When [Benjamin Sølberg] got his hands on an Elektronika-1, a first-generation digital watch designed in the Soviet Union, he set about designing a modern replacement for its internals. Where the original had several custom chips wire-bonded directly onto a substrate, the new board contains an MSP430 series microcontroller as well as an AS1115 display driver. The PCB makes contact with the watch’s pushbuttons through clever use of castellated holes.
For the display [Benjamin] went with period-correct LED modules made by HP, which keep the display’s appearance as close to the original as possible. While these draw quite a bit of current, the rest of the watch has become an order of magnitude more frugal: the stand-by time is now estimated to be about ten years, where the old design often needed new batteries within a year. [Benjamin] uses his renovated watch on a daily basis, apparently without trouble.
If you’ve got an old Soviet digital watch that you’d like to upgrade, you’ll be pleased to hear that the entire design is open source.

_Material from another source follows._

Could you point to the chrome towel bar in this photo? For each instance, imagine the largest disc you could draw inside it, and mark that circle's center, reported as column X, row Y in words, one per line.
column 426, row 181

Just like this retro watch, in fact, that uses a similar LED display. If you’re into original vintage watches, we’ve covered them in depth, too.
We got LED watches because they were new, and “futuristic”. The main point was they were digital, rather than a watch with hands and a dial.
As I recall, the first digital watches were LCD, very expensive. That includes the digital watch project in Popular Electronics in 1973 or 74.
But then TI released their digital watch in 1976 (or was it 77?). I think I paid $35 for mine. It was about getting a digital watch, that it was LED never entered ito it. There was nothing cool about pressing a button to view the time, it was a way to get a digital watch.
The TI certainly wasn’t big and bulky. The Casio G Shock I got three years ago is bigger.
LED watches lasted a brief time. There are books and movies that have them, because they were cool at the time, but I suspect few know what’s being talked about now.
In 1980, I got an LCD watch for about the same price, with more features, for $20 or $30.
Well, it has it’s own charm though, imo.
But as it has quite a strong microcontroller on it, it might be nice to see if one of those 5×7 dot-matrix led display would fit, like the DLO1414 or HDLG-2416. That could enable some nice extra smartwatch-like features. At the cost of a little less vintagy feeling.
In Soviet Russia, LED watches you!
(Too soon?)
Nyet , Right on “time”
https://twitter.com/titojff/status/1441691560773623808
I made one similar also
Soelberg is a proper danish surname. It doesn’t translate into “Sølberg” …
Pardon my confusion here. Does this mean he misspelled his own name?
We’ve seen plenty of complaints in the comments over the years, but insinuating that somebody misspelled their own name is certainly a new one.
Not a good idea to mention anything Russian right now. Really bad timing and tone deaf.
But it’s not Russian, it’s Soviet.
Russia was part of the Soviet Union or am I crazy?
It could have been from Ukraine, or any of the modern countries from the Soviet Union that is not Russia.